Regarding your earlier comment about burnout, you're not alone. I stayed on HN because I could have the occasional good discussion about AI. There were always conversations that quickly got saturated with low-knowledge comments, the inevitable effect of discussions about "intelligence", "understanding" and other things everybody has some experience with but for which there is no commonly accepted formal definition that can keep the discussion focused. That kind of comment used to be more or less constant in quantity and I could usually still find the informed users' corner. After ChatGPT went viral though, those kinds of comments have really exploded and most conversations have no more space for reasoned and knowledgeable exchange.
>> LLM has a good memory.
Btw, intuitively, neural nets are memories. That's why they need so much data and still can't generalise (but, well, they need all that data because they can't generalise).
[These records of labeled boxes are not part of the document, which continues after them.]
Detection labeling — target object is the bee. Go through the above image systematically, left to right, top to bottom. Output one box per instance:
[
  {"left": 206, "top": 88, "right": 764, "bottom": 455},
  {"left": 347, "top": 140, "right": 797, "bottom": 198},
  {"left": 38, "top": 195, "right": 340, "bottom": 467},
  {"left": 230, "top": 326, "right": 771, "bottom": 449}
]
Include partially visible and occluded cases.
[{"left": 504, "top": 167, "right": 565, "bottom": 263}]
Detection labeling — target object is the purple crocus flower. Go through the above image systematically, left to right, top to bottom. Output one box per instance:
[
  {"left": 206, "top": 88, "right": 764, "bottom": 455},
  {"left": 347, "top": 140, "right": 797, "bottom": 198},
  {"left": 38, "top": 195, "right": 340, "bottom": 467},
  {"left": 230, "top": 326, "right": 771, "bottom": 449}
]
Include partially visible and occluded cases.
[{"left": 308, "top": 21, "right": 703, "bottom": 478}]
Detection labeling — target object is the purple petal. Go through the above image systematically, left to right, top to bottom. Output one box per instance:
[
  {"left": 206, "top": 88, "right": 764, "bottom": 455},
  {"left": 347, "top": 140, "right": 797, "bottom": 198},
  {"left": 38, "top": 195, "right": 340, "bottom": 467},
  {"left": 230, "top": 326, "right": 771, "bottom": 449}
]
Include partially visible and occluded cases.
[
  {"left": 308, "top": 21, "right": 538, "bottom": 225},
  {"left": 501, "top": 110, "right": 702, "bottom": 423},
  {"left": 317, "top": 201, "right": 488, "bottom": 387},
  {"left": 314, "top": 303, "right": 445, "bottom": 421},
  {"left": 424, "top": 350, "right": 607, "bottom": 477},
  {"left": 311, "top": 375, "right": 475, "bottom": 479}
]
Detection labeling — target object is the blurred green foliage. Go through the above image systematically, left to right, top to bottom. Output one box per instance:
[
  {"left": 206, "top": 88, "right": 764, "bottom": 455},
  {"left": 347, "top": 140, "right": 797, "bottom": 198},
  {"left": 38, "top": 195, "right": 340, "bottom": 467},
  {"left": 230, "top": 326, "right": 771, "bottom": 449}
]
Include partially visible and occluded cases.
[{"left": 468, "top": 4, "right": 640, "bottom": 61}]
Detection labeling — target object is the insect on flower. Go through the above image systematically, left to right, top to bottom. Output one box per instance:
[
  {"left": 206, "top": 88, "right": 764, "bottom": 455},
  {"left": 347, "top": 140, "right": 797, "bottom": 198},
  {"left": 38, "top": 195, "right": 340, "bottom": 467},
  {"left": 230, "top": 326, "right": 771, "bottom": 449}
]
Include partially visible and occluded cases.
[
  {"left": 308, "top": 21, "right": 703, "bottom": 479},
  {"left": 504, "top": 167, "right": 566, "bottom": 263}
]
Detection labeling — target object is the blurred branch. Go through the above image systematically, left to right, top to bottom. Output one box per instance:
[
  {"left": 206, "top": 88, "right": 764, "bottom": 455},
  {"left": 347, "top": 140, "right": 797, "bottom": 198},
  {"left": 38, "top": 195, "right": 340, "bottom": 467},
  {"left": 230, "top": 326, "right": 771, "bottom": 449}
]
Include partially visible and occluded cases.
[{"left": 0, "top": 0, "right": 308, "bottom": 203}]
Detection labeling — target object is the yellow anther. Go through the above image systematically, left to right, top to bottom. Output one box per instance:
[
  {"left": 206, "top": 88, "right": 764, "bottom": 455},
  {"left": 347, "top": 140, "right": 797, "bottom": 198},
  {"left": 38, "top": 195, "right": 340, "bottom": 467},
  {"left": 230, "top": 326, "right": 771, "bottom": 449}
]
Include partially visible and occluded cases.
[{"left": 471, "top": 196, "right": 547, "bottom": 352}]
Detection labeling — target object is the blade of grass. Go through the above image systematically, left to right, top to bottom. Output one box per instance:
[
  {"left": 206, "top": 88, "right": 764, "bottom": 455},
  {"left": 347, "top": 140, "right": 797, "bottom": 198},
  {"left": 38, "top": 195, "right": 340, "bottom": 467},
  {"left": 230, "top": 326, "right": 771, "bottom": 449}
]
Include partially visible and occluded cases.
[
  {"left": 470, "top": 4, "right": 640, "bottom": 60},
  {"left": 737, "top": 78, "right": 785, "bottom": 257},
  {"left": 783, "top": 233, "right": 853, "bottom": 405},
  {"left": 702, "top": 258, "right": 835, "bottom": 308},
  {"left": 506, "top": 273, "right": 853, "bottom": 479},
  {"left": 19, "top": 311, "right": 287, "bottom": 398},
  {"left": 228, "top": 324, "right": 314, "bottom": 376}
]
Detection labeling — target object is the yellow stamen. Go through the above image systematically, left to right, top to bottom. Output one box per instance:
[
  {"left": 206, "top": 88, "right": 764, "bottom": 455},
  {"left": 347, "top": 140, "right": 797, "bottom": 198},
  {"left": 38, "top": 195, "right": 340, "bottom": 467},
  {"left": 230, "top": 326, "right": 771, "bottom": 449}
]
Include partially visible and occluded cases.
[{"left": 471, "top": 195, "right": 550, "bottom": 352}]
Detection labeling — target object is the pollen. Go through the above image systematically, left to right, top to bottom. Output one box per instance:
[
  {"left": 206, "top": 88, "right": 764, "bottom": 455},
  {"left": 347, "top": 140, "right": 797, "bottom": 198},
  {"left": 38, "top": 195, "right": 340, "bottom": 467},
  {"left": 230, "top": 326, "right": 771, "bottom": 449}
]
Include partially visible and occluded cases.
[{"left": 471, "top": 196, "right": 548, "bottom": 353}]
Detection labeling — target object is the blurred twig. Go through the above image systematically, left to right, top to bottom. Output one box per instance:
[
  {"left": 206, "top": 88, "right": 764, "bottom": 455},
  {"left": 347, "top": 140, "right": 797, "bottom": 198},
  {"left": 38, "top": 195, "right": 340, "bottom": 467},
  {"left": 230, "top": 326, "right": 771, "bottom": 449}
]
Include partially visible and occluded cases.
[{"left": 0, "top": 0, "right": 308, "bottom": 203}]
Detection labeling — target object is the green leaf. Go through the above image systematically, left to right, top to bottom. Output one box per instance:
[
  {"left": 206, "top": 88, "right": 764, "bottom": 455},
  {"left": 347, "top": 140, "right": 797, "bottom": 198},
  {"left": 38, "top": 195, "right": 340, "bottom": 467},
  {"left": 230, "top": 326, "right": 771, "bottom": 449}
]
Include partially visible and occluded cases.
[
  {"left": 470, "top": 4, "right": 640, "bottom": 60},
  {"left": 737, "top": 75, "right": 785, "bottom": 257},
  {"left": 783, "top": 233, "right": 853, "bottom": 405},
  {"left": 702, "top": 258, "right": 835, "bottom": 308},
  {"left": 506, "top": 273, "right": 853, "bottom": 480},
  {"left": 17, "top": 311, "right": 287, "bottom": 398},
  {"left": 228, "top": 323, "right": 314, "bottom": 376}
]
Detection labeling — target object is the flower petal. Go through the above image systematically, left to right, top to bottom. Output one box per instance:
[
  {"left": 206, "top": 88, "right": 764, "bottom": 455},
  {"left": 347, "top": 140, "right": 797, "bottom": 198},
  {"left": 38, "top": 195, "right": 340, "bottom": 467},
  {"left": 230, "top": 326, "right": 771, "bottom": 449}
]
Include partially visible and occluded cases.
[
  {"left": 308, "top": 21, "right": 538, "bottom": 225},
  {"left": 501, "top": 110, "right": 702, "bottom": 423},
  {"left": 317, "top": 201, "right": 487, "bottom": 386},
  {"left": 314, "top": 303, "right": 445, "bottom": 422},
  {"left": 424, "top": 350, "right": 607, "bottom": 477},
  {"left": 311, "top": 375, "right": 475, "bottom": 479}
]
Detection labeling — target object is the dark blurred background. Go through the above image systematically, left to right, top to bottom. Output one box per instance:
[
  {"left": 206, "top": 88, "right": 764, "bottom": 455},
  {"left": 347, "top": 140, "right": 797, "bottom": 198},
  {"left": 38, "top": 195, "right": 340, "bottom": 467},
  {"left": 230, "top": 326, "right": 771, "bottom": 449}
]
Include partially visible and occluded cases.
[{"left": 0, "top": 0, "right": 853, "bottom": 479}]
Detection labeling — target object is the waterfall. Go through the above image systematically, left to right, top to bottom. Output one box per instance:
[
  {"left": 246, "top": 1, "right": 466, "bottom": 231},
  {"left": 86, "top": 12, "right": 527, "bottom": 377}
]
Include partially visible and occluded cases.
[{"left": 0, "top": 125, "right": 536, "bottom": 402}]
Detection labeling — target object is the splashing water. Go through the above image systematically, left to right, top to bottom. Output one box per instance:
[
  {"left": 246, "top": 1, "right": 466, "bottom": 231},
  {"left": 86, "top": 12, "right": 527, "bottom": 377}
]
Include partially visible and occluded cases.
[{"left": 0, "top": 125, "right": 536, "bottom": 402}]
There's a paper arguing so with actual maths, by Pedro Domingos but a) it's a single paper, b) I haven't read it carefully and c) it's got an "Xs are Ys" type of title so I refuse to link it. With LLMs you can sort of see them working like random access memories when you have to tweak a prompt carefully to get a specific result (or like how you only get the right data from a relational database when you make the right query). I think, if we trained an LLM to generate prompts for an LLM, we'd find that the prompts that maximise the probability of a certain answer look nothing like the chatty, human-like prompts people compose when speaking to a chatbot, they'd even look random and incomprehensible to humans.